The paper tackles the weighted hypergraph k‑cover problem, which asks for a set of k vertices that maximizes the total weight of hyperedges incident to the chosen vertices. This formulation underlies many large‑scale network‑analysis tasks such as influence maximization, landmark selection, and k‑dominating set. Traditional solutions rely on the classic greedy algorithm for submodular maximization, guaranteeing a (1 − 1/e)‑approximation. However, to apply the greedy algorithm one must keep all sampled hyperedges in memory, leading to a space requirement of O(k n log n) – prohibitively large when the number of hyperedges grows quadratically or exponentially with n.

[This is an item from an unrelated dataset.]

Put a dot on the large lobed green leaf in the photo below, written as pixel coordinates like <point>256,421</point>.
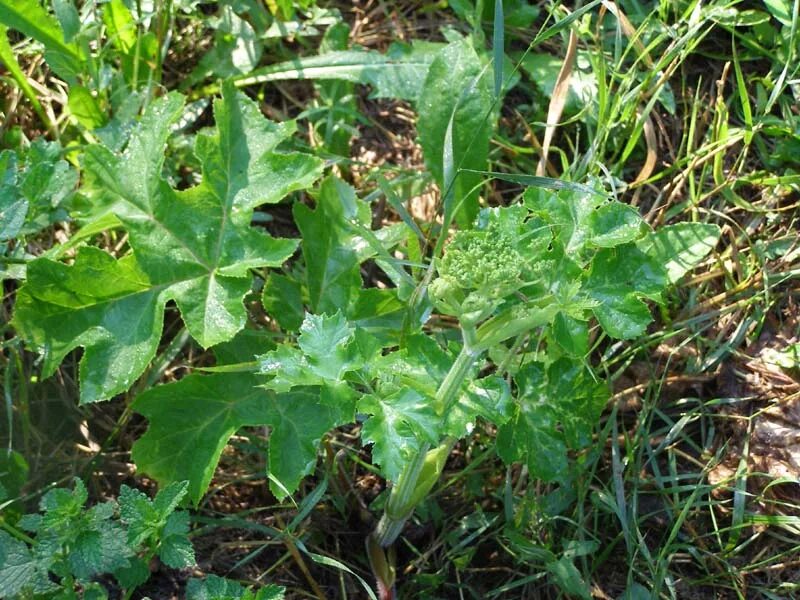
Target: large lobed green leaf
<point>192,420</point>
<point>195,247</point>
<point>557,409</point>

The authors introduce a new framework called BCA (Bounded Coverage Algorithms). BCA uses a random‑oracle that can generate hyperedges according to their weight distribution, but it never stores the full “sketch” of all generated hyperedges. Instead, it maintains a reduced sketch E_r, a compact subset of the samples, together with a dynamically updated upper‑bound function f(S, d_S, E_r) that estimates the maximum possible coverage any k‑set can achieve given the current sketch. A threshold z is set on this bound; once the bound falls below z, the algorithm stops sampling and discards non‑essential hyperedges from E_r. This mechanism guarantees that the number of stored hyperedges never exceeds O(ε⁻² n log n), independent of k, while still providing a (1 − 1/e − ε)‑approximation with probability at least 1 − δ.

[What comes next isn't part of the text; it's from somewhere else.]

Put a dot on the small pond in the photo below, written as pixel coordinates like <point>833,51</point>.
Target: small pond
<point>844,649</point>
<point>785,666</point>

On top of BCA the authors build an adaptive sampling scheme named DTA (Dynamic Threshold Adaptation). DTA monitors the empirical coverage of the current sketch and the gap between lower‑ and upper‑bound estimates. When the estimates converge, DTA reduces the sampling rate, thereby preventing unnecessary growth of the sketch. Conversely, during early iterations it samples aggressively to explore the solution space. The only user‑controlled parameter is ε; all other thresholds are derived automatically, making DTA robust across different graph structures and weight models (e.g., uniform, trivalency, perturbed WC).

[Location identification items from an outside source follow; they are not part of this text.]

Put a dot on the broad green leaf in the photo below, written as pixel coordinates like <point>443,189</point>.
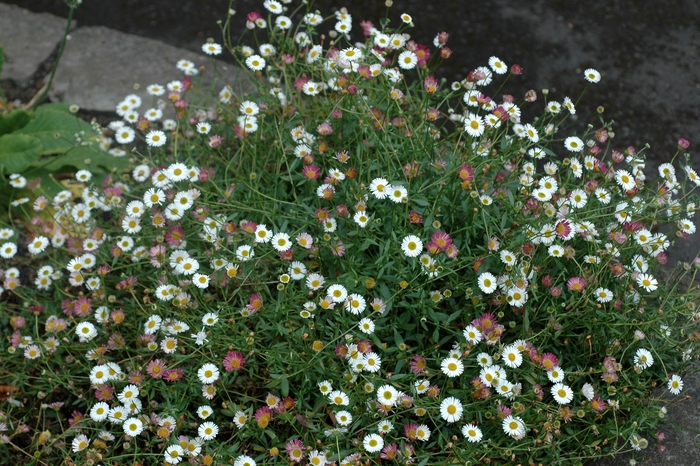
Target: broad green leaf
<point>15,120</point>
<point>18,152</point>
<point>56,129</point>
<point>85,158</point>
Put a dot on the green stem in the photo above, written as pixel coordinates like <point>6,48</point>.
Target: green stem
<point>58,58</point>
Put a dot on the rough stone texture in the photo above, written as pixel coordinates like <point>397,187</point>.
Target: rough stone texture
<point>645,50</point>
<point>28,39</point>
<point>100,66</point>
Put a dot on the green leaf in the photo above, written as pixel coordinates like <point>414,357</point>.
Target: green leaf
<point>284,387</point>
<point>56,129</point>
<point>14,120</point>
<point>18,152</point>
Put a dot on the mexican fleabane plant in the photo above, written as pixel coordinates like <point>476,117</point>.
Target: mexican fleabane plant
<point>356,263</point>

Theoretical contributions include:

1. Proof that BCA returns a set \hat S with Cov_w(\hat S) ≥ (1 − 1/e − ε)·OPT with probability 1 − δ.
2. Space complexity O(ε⁻² n log n) and time complexity O(ε⁻² k n), both independent of the total number of hyperedges.
3. Extension of the framework to the budgeted version of k‑cover with minimal modifications.

Empirical evaluation covers three representative applications: influence maximization (IM), landmark selection (LMS), and k‑dominating set. The authors compare DTA‑BCA against state‑of‑the‑art algorithms such as IMM, DSSA, SSA, PreX Hedge, and Y‑alg. Results show that DTA‑BCA reduces the sketch size by up to 1000× and runs up to 10× faster while achieving comparable or better influence spread, landmark coverage, and domination ratios. Notably, DTA‑BCA successfully processes billion‑node graphs on a single machine, where existing methods either run out of memory or require distributed infrastructures.

In summary, the paper delivers a practically viable solution to large‑scale approximate k‑cover: a space‑optimal BCA framework that eliminates the dependence on k in memory usage, and an adaptive DTA sampler that automatically balances accuracy and resource consumption. The combination of rigorous approximation guarantees, optimal space bounds, and strong experimental performance positions BCA/DTA as a compelling alternative for any application that can be modeled as weighted hypergraph coverage.